Ein Unterschied scheint mir z. B. darin zu liegen, daß meiner Meinung nach selbst die Transsubstantionslehre nicht unbedingt „eine Überstrapazierung der Metaphorik“ darstellen muß (aber natürlich in bestimmten Auslegungen sehr wohl: kann), wenn die Veränderung des Substanzbegriffs berücksichtigt wird.
Als Kind brachte ich vom Weiher Kaulquappen nachhause und wollte sehen, wie sie sich in Frösche verwandeln. Meine Mutter gab mir den Tipp, Oblaten zu besorgen als Nahrung für die Tiere. Als ich feststellte, dass die Oblaten, die ich den Tieren verfütterte, genaus aussehen und schmecken wie der Leib Christi in der Kirche, konnte ich nicht mehr verstehen und fand es eher lustig, dass man in dier Kirche dasselbe bekommt wie meine Kaulquappen. Das Abendmahl-Ritual verlor für mich ab da an Bedeutung, weil ich, legte mir der Priester die Oblate auf die Zunge, immer an die Kaulquappenfütterungen von mir denken musste.
Nein, natürlich nicht. Es handelt sich um komplexe Wechselwirkungen mit der Priorität auf der Entwicklung der Produktivkräfte...
Was ich inbezug auf Religion und Naturbeherrschung meine: je mehr der Mensch die Natur und seine Lebensgrundlagen "beherrscht", desto weniger erscheinen weltliche Phänomene als "gottbestimmt". Was bleibt noch der Religion: Allein ein fiktives "Jenseits" ausserhalb der von Menschen erforschten, erfahrbaren Welt gedacht.

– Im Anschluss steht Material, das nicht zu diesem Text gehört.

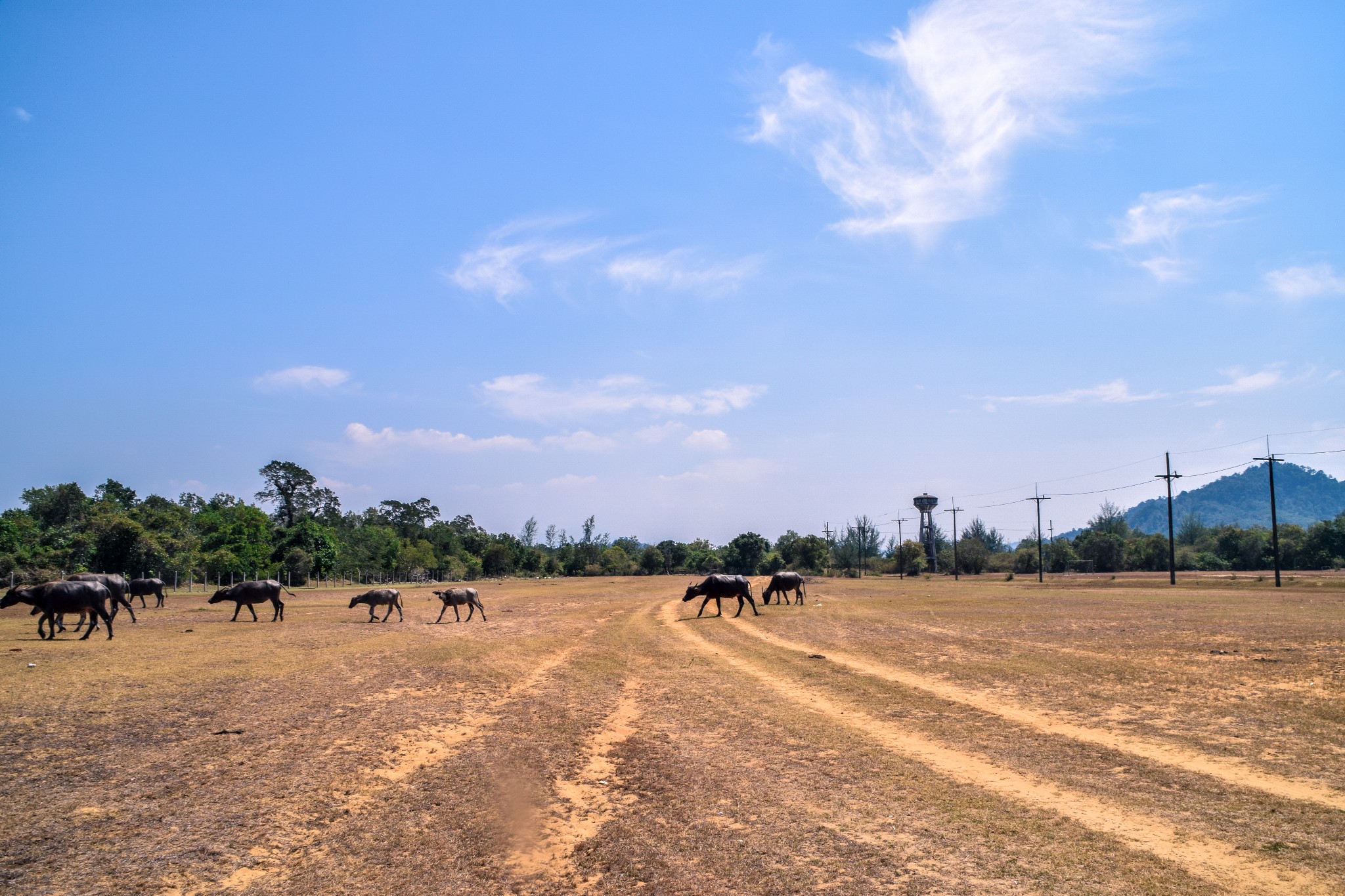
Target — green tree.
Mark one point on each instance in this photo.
(988, 536)
(496, 561)
(674, 555)
(115, 492)
(55, 505)
(294, 490)
(651, 561)
(409, 519)
(744, 554)
(1106, 550)
(315, 542)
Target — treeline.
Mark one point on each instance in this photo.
(62, 530)
(1110, 544)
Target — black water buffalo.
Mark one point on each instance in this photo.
(245, 594)
(458, 597)
(722, 586)
(377, 598)
(782, 584)
(54, 598)
(144, 587)
(116, 586)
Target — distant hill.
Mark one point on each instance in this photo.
(1302, 496)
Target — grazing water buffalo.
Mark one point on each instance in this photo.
(782, 584)
(54, 598)
(722, 586)
(144, 587)
(458, 597)
(245, 594)
(116, 586)
(377, 598)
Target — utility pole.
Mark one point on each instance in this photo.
(956, 508)
(902, 553)
(826, 528)
(1042, 563)
(1274, 524)
(1172, 545)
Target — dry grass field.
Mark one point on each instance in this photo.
(919, 736)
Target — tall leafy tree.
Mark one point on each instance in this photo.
(295, 492)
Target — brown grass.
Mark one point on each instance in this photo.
(1084, 736)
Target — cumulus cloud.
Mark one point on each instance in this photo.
(363, 437)
(1115, 393)
(676, 270)
(969, 83)
(581, 441)
(1300, 282)
(304, 378)
(708, 441)
(529, 396)
(1151, 233)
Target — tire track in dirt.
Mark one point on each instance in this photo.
(1232, 771)
(420, 747)
(584, 802)
(1201, 856)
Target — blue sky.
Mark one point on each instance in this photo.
(693, 270)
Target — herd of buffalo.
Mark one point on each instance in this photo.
(96, 597)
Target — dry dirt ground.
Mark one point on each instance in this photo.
(917, 736)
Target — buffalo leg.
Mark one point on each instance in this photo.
(99, 612)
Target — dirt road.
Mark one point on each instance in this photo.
(919, 736)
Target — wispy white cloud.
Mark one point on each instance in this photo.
(581, 441)
(735, 471)
(970, 83)
(529, 396)
(513, 255)
(1300, 282)
(498, 265)
(1151, 233)
(1114, 393)
(677, 270)
(571, 480)
(659, 433)
(427, 440)
(1242, 382)
(708, 441)
(305, 378)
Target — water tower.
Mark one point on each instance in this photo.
(926, 504)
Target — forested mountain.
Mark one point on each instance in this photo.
(1302, 498)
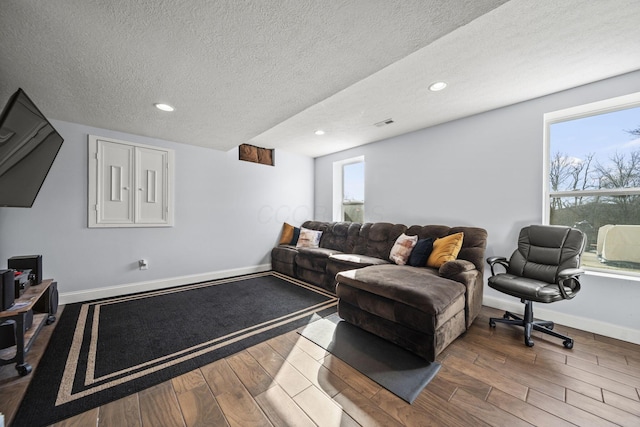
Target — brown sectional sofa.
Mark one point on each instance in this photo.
(422, 309)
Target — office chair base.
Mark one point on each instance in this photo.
(529, 325)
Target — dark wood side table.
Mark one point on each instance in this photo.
(18, 313)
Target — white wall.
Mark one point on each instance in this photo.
(228, 216)
(486, 171)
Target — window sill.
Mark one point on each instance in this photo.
(620, 275)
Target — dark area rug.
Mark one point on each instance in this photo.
(394, 368)
(103, 350)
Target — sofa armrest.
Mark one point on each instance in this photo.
(465, 272)
(451, 269)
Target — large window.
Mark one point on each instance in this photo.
(348, 194)
(592, 179)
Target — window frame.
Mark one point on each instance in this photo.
(574, 113)
(338, 186)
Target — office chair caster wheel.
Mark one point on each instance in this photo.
(23, 369)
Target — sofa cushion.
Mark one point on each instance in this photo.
(284, 253)
(355, 260)
(377, 239)
(314, 259)
(445, 249)
(420, 288)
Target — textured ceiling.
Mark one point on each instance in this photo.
(271, 73)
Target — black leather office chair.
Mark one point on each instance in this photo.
(544, 268)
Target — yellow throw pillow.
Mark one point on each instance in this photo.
(445, 249)
(287, 234)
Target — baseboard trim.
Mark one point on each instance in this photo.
(597, 327)
(130, 288)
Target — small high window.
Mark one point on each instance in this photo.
(348, 195)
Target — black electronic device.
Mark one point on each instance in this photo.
(28, 262)
(7, 293)
(28, 146)
(22, 281)
(48, 302)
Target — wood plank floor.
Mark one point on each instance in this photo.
(488, 377)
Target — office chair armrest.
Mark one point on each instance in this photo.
(497, 260)
(569, 278)
(570, 272)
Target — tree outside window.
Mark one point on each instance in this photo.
(593, 179)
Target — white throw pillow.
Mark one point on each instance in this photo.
(402, 249)
(308, 238)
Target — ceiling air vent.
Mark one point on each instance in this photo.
(384, 123)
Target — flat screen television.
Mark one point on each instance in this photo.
(28, 147)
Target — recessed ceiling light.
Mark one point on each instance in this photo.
(434, 87)
(164, 107)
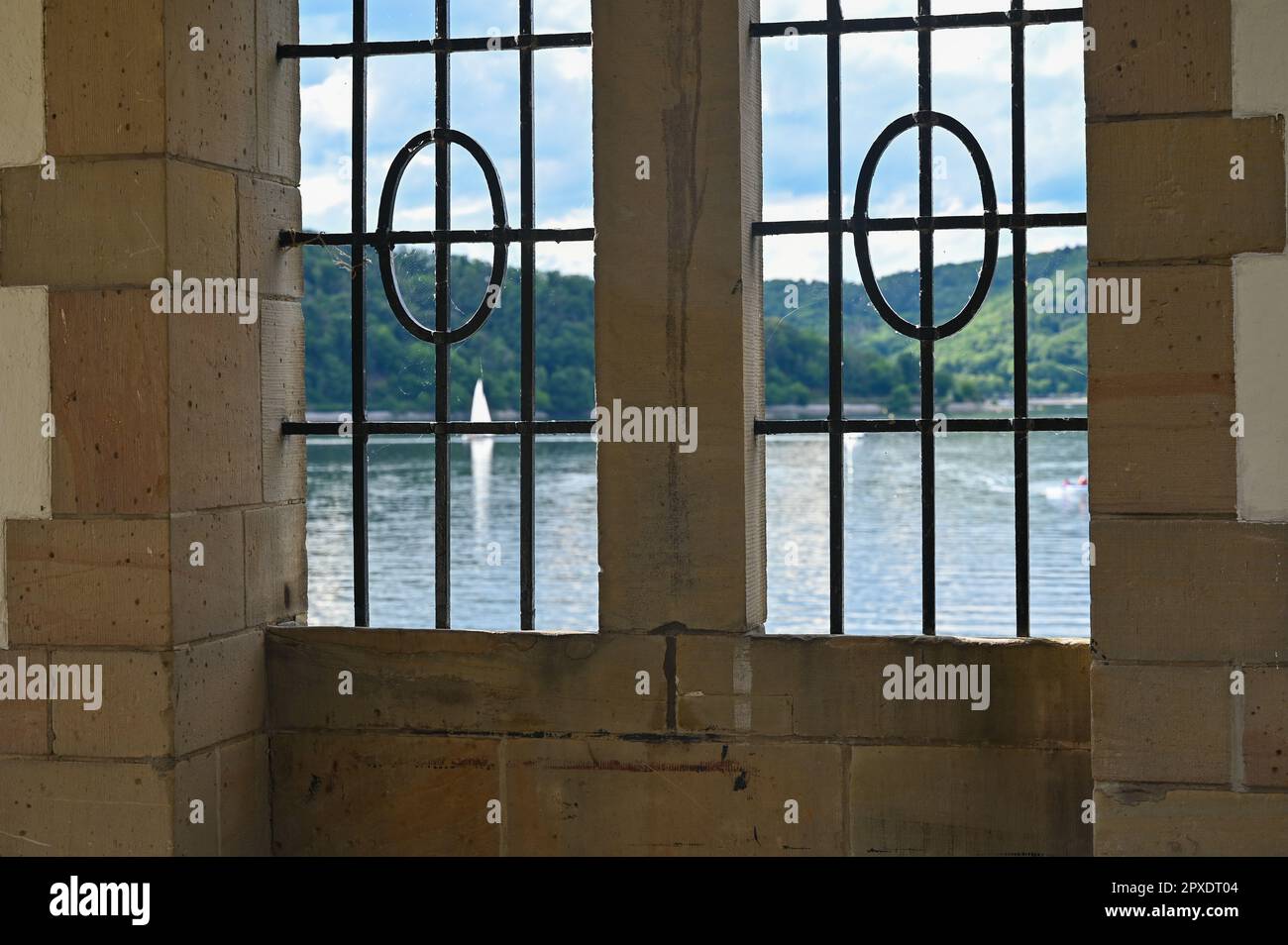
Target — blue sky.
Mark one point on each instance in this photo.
(971, 82)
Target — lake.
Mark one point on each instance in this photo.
(975, 557)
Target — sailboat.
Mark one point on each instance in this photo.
(481, 458)
(480, 412)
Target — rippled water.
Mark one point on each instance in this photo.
(975, 557)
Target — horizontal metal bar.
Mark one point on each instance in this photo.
(772, 428)
(456, 44)
(941, 21)
(411, 237)
(922, 224)
(421, 428)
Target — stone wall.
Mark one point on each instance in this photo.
(172, 527)
(1189, 614)
(578, 756)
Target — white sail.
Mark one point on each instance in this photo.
(481, 461)
(480, 412)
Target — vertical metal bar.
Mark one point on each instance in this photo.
(927, 319)
(836, 323)
(528, 265)
(442, 318)
(359, 322)
(1020, 304)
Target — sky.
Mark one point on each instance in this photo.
(879, 76)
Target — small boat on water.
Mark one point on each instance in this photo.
(480, 412)
(1069, 488)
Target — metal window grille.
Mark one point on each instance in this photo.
(859, 226)
(443, 334)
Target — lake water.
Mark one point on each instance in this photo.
(975, 558)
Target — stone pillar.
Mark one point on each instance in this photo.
(1188, 601)
(678, 310)
(174, 528)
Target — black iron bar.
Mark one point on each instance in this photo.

Danke für diese Antwort, die ich gut nachvollziehen kann. Interessant finde ich, diese Überlegungen auf heutige Menschen mit unterschiedlichen Glaubensüberzeugungen anzuwenden. In unterschiedlichen Kulturkreisen und auch innerhalb der jeweiligen Kulturkreise gibt es offensichtlich erhebliche Unterschiede, obwohl hier ähnliche sozio-kulturelle Verhältnisse herrschen.
Bemerkenswert finde ich, dass die Kirchen erhebliche Energie darauf verwenden, nachweisbaren Unfug (Anekdoten mit Wahrheitsanspruch) als Wahrheit zu postulieren - wie Arne ja schon zeigte, mit nicht nur positiver Wirkung auf spirituell Interessierte. Offensichtlich sind aber viele Menschen immer noch (?) empfänglich dafür. (Ich erinnere mich gerade an eine Reise nach Turin, in der ich u.a. das "Original-Grabtuch" Christi sah, und insbesondere an den erheblichen Aufwand, mit dem die Authentizität behauptet wird - oder ich denke an den Nachbau der Arche Noah im Maßstab 1:1 in den USA zur Illustration der alternativen Evolution).
Der Religion bleibt "der ausserhalb der von Menschen erforschten, erfahrbaren Welt gedachte Raum". Und doch wirkt die Kirche mit ihren Mythen in den Köpfen der Glaubigen auch in den diesseitigen Raum. Die Kirchen beanspruchen hohe moralische Autorität für sich (heute auf der Seite 1 der Süddeutschen: Papst prangert Terrorismus an ...) und beharren zugleich darauf, dass viel offensichtlicher Unsinn als Wahrheit geglaubt wird. Alternative Fakten
Das finde ich enttäuschend. Wie Arne so treffend schreibt: Bullshitalarm.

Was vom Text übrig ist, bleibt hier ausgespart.